A realidade da ocupação em Barcelona ficou clara pelo testemunho de um jovem que, longe de se esconder, explicou à câmara como se descreve como outra maneira de entrar em casa. “Vivo como ativista, mas é meu. Paguei por isso”, disse ele em entrevista publicada no perfil TikTok Talent Match.

O jovem explicou que neste momento não está a trabalhar porque “tenho um problema na mão e não posso mais trabalhar”. Por isso, quando questionado sobre o seu futuro, respondeu com resignação e desafio: “O futuro é negroa verdade. Mas ei, chegamos cedo, vamos jogar, vamos vencer. “

Mas quando a conversa virou para a casa, veio a frase que chamou a atenção: “Vivo como pioneiro, mas é meu. Eu já paguei por isso” Para surpresa do entrevistador, ele explicou claramente seu processo: “Paguei a um homem. Você paga, eles te dão a chave e você entra, coloca a casa do jeito que você quer e pronto.” Depois de um tempo, ele acrescentou: “Eu acho… o que eles me disseram”.

E neste contexto, há outro que se torna cada vez mais comum em Espanha: a possibilidade de aceder a rendas baratas. “não consigo alugar… Te pedem um contrato de trabalho, que eu não tenho. E então, mesmo que pudesse, estaria aqui, até o pescoço”, explicou.

A entrevista também mostra uma atitude desafiadora em relação à divulgação pública. No meio da conversa o jovem resolveu tudo com medo do que ele diria: “Deixe-os ‘me divertir’ (echen). Nada acontece, deixe-os ‘rir’ de mim.

Seu depoimento aponta para a presença de intermediários que facilitam o acesso às casas vazias em troca de dinheiroexcesso que não fornece provas, mas coincide com o que proprietários e gestores dizem há anos como um mercado informal em torno da ocupação.

Segundo o Ministério do Interior, em Espanha registam-se todos os anos entre 15.000 e 16.500 reclamações relacionados com a ocupação ilegal de instalações. Após a recuperação em 2023 e 2024, os números de 2025 e início de 2026 indicam uma ligeira estabilidade.

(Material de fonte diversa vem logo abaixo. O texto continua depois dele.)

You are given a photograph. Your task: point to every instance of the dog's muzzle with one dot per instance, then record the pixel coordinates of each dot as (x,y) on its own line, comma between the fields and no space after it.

A Procuradoria-Geral da República distingue entre invasões domiciliárias, ocupação de casas habitadas, que representam 10-15% dos casos e permitem uma rápida acção policial, e sequestros de casas vazias, que incidem sobre os restantes 85-90% e exigem um processo judicial mais longo. Catalunha acumula perto de 42% dos casosespecialmente na região metropolitana de Barcelona. Andaluzia, Comunidade Valenciana e Madrid completam o mapa, segundo dados do sistema de estatísticas criminais.

Uma imagem do desenvolvimento
Gráfico da evolução do número de denúncias de ocupação ilegal em Espanha

O Conselho Central de Justiça estabelece uma média de 10 a 18 meses para concluir um demissão judicialembora a introdução da Lei da Eficiência no caso de pequenos proprietários vulneráveis ​​esteja a começar a eliminar o prazo.

No que diz respeito à propriedade de habitação, a Plataforma para Pessoas Afetadas por Hipotecas (PAH) e vários relatórios habitacionais indicam que mais de 65% das habitações ocupadas são propriedade de grandes proprietários. Na vizinhança 30% dos envios são menores ou pessoas em risco de exclusão, que necessitam da intervenção dos serviços sociais.